Putting it all together#

So given all of this and referencing the original def f(p) function, the user would need to make sure to write their funtion as

def f(p):

    # make_sim returns JaxSimulation with appropriate `JaxStructures`
    jax_sim = make_sim(p)

    # run is the run imported from td.plugins.adjoint.web
    jax_sim_data = run(jax_sim)

    # postprocess initially grabs the data using
    #      sim_data.output_data[mnt_index]
    #   or sim_data.output_montior_data[mnt_name]
    #   or sim_data[mnt_name]
    return postproces(sim_data)

Differentiating using jax#

With f(p) defined properly using the guidelines in the previous section, now we’ll talk about how to use jax to properly differentiate our function.

Derivative Functions#

jax provides several functions for differentiation, here i’ll talk about a few of the most useful to know and their pitfalls.


g = jax.grad(f) (documentation) returns a function g that when evaluated g(p) returns the gradient of f with respect to p. As referenced in the documentation, it is important to note a few things:

  • If p contains complex-valued types, one would need holomorphic=True

  • If p contains int values, it will error, so convert values in p to float or complex before passing to g.

  • If f has more than one argument, eg f(p1, p2, p3), jax.grad will just take the gradient with respect to the first argument by default. In general one needs to pass an arg_nums tuple to jax.grad to tell it which arguments to take the gradient with respect to. Otherwise, the error can be obscure if, eg you try to unpack g1, g2, g3 = g(p1, p2, p3).

There are a few other arguments in jax.grad that should all be compatible with the adjoint plugin and are worth exploring.


Another useful function provided by jax is jax.value_and_grad. This lets you compute the value f(p) and the gradient g(p) at the same time without needing to recompute f(p). To illustrate this, consider

import jax

# option 1: grad
g = jax.grad(f)
fp = f(p) # evaluates f(p)
gp = g(p) # re-evaluates f(p) and its backwards pass in the VJP

# option 2: value_and_grad
v_and_g = jax.value_and_grad(f)
fp, gp = v_and_g(p) # evaluates f(p) and backwards pass only once

for situations where you might want f(p), value_and_grad is a better choice as you’d need to run 2 simulations (forward + adjoint) instead of three (2x forward + adjoint).

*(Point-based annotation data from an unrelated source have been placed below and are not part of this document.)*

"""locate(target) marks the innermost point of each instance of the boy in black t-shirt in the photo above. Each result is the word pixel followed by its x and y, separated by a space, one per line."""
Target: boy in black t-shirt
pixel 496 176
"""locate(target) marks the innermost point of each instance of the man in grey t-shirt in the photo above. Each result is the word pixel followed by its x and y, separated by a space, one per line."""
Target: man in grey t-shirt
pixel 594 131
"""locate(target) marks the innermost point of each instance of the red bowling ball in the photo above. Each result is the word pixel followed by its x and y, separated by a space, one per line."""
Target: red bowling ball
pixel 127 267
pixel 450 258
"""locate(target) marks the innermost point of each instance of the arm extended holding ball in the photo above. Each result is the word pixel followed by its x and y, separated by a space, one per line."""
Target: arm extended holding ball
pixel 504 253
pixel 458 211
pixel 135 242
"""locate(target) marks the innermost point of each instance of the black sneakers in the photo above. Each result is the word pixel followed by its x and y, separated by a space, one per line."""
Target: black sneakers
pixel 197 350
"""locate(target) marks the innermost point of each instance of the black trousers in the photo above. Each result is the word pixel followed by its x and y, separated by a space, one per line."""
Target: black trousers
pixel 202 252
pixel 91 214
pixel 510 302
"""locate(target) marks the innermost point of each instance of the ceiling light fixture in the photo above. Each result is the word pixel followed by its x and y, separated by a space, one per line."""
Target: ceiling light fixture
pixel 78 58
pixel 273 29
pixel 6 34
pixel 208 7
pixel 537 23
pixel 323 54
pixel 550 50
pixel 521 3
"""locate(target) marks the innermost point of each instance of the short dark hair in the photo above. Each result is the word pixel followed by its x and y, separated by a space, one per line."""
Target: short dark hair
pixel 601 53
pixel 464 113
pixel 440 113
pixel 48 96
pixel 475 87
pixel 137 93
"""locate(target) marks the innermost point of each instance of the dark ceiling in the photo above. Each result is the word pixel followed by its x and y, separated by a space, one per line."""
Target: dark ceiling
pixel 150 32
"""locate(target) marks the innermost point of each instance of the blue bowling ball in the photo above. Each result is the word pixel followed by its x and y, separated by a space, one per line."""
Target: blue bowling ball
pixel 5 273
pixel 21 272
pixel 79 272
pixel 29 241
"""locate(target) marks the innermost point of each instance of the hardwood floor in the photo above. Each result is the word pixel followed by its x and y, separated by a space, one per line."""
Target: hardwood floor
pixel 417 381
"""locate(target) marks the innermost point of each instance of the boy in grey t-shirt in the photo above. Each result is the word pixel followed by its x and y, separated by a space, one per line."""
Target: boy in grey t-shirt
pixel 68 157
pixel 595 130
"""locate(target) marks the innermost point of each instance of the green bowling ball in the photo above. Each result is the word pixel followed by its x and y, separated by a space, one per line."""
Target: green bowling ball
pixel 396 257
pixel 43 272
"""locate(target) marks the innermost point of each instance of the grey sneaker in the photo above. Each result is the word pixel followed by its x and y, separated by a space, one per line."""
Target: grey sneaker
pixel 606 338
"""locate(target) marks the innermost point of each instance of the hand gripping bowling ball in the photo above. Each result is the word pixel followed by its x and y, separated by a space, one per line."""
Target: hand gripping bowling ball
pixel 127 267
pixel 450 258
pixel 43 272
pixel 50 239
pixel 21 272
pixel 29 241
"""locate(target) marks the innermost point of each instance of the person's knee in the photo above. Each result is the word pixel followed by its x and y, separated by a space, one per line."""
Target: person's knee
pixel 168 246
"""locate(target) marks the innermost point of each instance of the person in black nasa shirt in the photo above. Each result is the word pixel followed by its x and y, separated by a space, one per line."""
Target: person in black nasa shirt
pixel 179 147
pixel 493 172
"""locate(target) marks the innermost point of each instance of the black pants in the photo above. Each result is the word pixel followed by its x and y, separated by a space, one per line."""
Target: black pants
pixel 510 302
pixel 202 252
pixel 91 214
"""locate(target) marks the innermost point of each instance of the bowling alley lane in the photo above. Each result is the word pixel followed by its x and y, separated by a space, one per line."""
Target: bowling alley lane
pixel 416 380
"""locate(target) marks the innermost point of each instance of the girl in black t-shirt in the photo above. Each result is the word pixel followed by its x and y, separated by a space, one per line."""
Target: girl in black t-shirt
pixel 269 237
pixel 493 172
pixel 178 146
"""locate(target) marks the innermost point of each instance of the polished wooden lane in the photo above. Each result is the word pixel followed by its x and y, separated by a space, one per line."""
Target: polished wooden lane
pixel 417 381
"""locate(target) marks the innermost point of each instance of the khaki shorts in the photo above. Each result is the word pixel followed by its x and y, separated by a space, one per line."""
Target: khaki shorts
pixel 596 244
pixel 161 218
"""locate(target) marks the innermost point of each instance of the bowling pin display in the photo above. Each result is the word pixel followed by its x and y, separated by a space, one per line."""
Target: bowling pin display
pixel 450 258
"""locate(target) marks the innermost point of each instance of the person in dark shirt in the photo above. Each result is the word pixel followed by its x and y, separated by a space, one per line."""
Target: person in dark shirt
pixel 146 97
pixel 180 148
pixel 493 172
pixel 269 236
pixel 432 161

Finally, it’s worth repeating again that if numpy operations are involved in the calculation of f(p), one must use jax.numpy instead of numpy. Otherwise, jax will error in a very obscure way and it could take a user a while to understand what went wrong. As an example.

import jax.numpy as jnp

def f(p):
    permittivity = jnp.square(p)
    sim = make_sim(permittivity)
    sim_data = run(sim)
    amp = sim_data['mode'].amps.sel(direction="+", f=f0, mode_index=0)
    return jnp.square(abs(amp))


That summarizes just about all of the adjoint plugin. For more details, it is highly recommend to check out the jax documentation, especially regarding automatic differentiation, as well as the tutorial notebooks in tidy3d-docs. Happy autogradding!